フィリピンのロドリゴ・ドゥテルテ前大統領が2025年3月11日に「人道に対する罪」で逮捕され、マニラ国際空港からオランダ・ハーグの国際刑事裁判所(ICC)に移送されてから1カ月が経つ。
政府の対応をめぐり国論は割れ、偽情報があふれて社会は深く分断されている。敵対する陣営の総帥を葬り去ったことでボンボン・マルコス大統領派は政局上、有利な立場に立ったが、世論は前大統領に同情的だ。
3年ごとに下院議員選挙、上院議員の半数改選、地方首長選挙を含む中間統一選挙が5月12日行われる。

ロドリゴ・ドゥテルテ前大統領が逮捕され、国際刑事裁判所に投降してから数週間が経過したが、パルス・アジアの最新の選挙前調査では、ドゥテルテの盟友の一部が大幅な票の伸びを示している。

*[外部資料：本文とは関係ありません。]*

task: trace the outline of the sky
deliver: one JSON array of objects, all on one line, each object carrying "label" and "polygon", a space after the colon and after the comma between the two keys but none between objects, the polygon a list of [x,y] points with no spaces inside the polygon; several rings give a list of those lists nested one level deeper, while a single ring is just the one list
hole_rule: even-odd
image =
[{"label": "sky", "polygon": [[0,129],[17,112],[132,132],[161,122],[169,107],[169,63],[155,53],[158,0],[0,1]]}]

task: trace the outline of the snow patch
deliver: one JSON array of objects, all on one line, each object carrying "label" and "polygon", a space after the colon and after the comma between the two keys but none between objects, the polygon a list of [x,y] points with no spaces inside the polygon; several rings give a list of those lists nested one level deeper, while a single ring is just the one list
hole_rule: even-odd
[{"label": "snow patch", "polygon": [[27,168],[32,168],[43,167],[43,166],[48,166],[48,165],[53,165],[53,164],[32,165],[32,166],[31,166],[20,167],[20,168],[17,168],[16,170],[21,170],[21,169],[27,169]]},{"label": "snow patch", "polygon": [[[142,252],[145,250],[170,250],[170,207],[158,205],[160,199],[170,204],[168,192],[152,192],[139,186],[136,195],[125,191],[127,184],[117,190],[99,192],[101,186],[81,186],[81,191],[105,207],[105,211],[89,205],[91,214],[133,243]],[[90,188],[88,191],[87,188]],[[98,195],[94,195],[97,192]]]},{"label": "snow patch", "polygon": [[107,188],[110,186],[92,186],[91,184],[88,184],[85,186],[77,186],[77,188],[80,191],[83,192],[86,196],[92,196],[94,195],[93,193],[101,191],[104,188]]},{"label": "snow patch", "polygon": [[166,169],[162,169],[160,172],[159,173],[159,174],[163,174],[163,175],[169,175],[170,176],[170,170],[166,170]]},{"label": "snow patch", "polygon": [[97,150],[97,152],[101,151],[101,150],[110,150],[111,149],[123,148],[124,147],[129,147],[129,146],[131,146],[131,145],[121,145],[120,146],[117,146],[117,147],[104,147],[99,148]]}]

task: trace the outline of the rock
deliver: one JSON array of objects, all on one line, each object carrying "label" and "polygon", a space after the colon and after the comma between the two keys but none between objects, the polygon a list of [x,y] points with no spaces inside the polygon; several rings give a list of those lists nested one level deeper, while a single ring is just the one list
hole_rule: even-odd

現在、16人の候補者が当選圏内におり、再選を目指す上院議員のボン・ゴー(ドゥテルテの盟友)は有権者の61.9%の支持を得てリードを固めている。
ゴー氏を追うのは、ACT-CISのエルウィン・トゥルフォ下院議員(51.1%)、ロナルド・デラ・ロサ上院議員(48.7%)、ビセンテ・ソット3世元上院議長(44.2%)、ピア・カエタノ上院議員(37.5%)、ボン・レビラ上院議員(36.9%)。
また、パンフィロ・ラクソン元上院議員(36%)、テレビ司会者のウィリー・レビリャメ氏(35.7%)、メディア・タレントのベン・トゥルフォ氏(35.4%)、アビー・ビナイ前マカティ市長(35.3%)、リト・ラピド上院議員(33.3%)、マニー・パッキャオ元上院議員(32%)も上位12位以内にランクインしている。
トップ12に肉薄しているのは、俳優のフィリップ・サルバドール(30.9%)、ラスピニャスのカミール・ビジャール下院議員(29%)、元上院議員のバム・アキノ(28.6%)、SAGIPのロダンテ・マルコレタ下院議員(28.3%)。
16人の候補者のうち、ゴー、デラロサ、サルバドールの3人はドゥテルテのPDP・ラバン党から出馬しており、マルコレタは無所属で出馬しているが、ドゥテルテとその側近から推薦を受けている。
当選圏内のほとんどの候補者は、エルヴィン・トゥルフォ、ソット、カイエタノ、レビラ、ラクソン、ビナイ、ラピド、パッキャオ、ビジャールなど、マルコス大統領のアリアンサ・パラ・サ・バゴン・ピリピナスに所属している。
ベン・トゥルフォとレビラメは無所属候補で、アキノは野党Katipunan ng Nagkakaisang Pilipinoから出馬する。
パルス・アジアの最新ランキングで後塵を拝しているのは、ドゥテルテ大統領の逮捕を受けて先月正式に離党した再選組のイミー・マルコス上院議員(大統領の妹)と、自由党のフランシス・パンギリナン元上院議員である。
OCTA Research GroupとWR-Numeroが実施した他の選挙前調査でも、ドゥテルテ逮捕後、ドゥテルテ支持派が増加した。
しかし、どちらの調査でも当選圏内に入ったのはゴー氏とデラロサ氏だけだった。